MADISON, Wis. – A 2013 Gallup Poll found 64 percent of Americans would not like their child to make politics a career.
Is it any wonder when they see the sleaze peddled by liberal state Supreme Court candidate JoAnne Kloppenburg and her left-wing friends in her scorched earth campaign to beat conservative Justice Rebecca Bradley?
“If you ever ask yourself the question, how come we don’t have more good people running for public office, go no further than to take a look at what has been happening to Rebecca Bradley,” U.S. Sen. Ron Johnson, R-Oshkosh, said.
And the state high court race isn’t even a partisan contest.
Johnson commented on the mud-slinging politics surrounding the state Supreme Court race Thursday morning during a conversation with Wisconsin Watchdog on “Madison in the Morning,” on NewsTalk 1310 WIBA.
Last week, critics say, the Milwaukee Journal Sentinel hit a new low (and that’s no easy feat for the state’s largest newspaper) when it published a factually faulty story asserting Bradley had an extramarital affair.
“As a private attorney, Rebecca Bradley represented in a child placement case the former chief operating officer of the law firm where both had previously worked — and with whom she acknowledged having had an extramarital affair,” the newspaper reported.
One problem: the salacious story is highly misleading. Bradley’s ex-husband in a statement says he told a Journal Sentinel reporter it wasn’t true. The newspaper printed it anyway, without including Gordon Bradley’s defense of his ex-wife.
“I am outraged by the story in the Journal Sentinel accusing my former wife of having an extra-marital affair,” Gordon Bradley said in a statement. “Not only is their headline a lie, they knew it before they printed it.”
“I told their reporter Patrick Marley that we were separated at the time of the relationship when he emailed me about it yesterday. They didn’t even bother to print my quote. Running a false headline is both malicious and despicable,” he added.
Kloppenburg’s campaign has fully embraced the dirty political pool.
Supporters of the liberal appeals court judge also have seized on some embarrassing columns Rebecca Bradley wrote 24 years ago as a student at Marquette University. The anti-gay opinion pieces harshly condemned homosexuals with AIDS and criticized Americans who voted for President Bill Clinton.
Bradley apologized and said she was embarrassed about the 1992 columns. She said her point of view has changed significantly since then.

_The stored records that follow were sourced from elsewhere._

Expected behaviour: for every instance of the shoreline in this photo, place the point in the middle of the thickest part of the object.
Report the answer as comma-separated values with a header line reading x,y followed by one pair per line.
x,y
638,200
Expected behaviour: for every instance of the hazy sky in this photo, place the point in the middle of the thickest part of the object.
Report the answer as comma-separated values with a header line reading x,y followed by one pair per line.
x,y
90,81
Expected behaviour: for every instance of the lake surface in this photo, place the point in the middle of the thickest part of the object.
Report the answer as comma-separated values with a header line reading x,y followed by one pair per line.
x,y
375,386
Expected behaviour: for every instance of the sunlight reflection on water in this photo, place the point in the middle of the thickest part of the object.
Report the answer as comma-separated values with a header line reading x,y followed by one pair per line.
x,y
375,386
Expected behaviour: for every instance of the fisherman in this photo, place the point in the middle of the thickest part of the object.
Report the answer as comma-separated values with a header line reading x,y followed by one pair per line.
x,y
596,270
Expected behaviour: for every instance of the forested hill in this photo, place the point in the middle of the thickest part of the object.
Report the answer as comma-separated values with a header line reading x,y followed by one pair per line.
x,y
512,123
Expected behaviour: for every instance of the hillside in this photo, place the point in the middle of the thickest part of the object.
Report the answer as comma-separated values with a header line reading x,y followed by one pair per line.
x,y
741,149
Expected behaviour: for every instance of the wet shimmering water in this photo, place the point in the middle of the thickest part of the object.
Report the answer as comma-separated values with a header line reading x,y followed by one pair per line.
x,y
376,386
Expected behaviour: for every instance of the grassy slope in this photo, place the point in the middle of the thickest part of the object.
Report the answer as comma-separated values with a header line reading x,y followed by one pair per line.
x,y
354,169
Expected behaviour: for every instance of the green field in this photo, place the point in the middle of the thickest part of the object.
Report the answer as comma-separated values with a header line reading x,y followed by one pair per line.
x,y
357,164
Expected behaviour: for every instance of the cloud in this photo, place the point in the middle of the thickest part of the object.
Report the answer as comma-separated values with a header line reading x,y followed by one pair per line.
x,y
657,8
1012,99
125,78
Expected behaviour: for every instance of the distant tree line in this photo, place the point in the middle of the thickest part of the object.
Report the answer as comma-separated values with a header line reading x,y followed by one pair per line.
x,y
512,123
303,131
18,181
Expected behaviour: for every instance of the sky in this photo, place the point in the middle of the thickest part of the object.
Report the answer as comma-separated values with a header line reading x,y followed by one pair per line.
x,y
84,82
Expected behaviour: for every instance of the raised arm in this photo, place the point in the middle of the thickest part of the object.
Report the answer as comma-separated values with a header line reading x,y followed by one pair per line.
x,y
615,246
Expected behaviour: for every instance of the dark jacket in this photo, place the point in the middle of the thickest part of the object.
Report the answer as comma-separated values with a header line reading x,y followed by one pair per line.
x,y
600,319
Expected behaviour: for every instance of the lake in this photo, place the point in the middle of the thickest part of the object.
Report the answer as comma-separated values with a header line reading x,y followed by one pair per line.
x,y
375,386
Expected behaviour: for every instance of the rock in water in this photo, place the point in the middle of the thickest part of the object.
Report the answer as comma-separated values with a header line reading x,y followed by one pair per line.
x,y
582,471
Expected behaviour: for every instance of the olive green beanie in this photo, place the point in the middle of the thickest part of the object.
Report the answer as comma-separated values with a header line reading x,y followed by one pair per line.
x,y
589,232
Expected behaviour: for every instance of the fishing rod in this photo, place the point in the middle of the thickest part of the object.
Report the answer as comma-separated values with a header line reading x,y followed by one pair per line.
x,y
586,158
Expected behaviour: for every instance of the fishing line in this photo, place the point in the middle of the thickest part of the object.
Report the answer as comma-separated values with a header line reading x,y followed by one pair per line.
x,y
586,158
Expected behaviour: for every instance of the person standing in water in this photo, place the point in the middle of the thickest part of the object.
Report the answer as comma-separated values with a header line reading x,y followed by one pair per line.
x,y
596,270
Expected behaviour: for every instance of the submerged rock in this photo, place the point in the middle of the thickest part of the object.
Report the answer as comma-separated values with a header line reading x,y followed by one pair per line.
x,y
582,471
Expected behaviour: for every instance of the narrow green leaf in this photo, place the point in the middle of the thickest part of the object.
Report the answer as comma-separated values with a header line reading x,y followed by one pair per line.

Bradley’s contrition means nothing to Kloppenburg, who has shown she will stop at little to fulfill her judicial ambition.
“There is no statute of limitations on hate,” her campaign said in a statement following the release of the columns to mainstream media by left-wing attack group One Wisconsin Now.
Kloppenburg knows just how close she was to realizing her Supreme Court dreams in 2011, when Justice David Prosser beat her in a closely contested – and expensive – race.
Johnson, who is in his own political battle against liberal former U.S. Sen. Russ Feingold, said it’s hard to blame people for resisting the call to politics.
“It’s a nasty, vicious process, which is why more good people don’t step up to the plate,” the senator said. “That’s bad for politics, it’s bad for our governance.”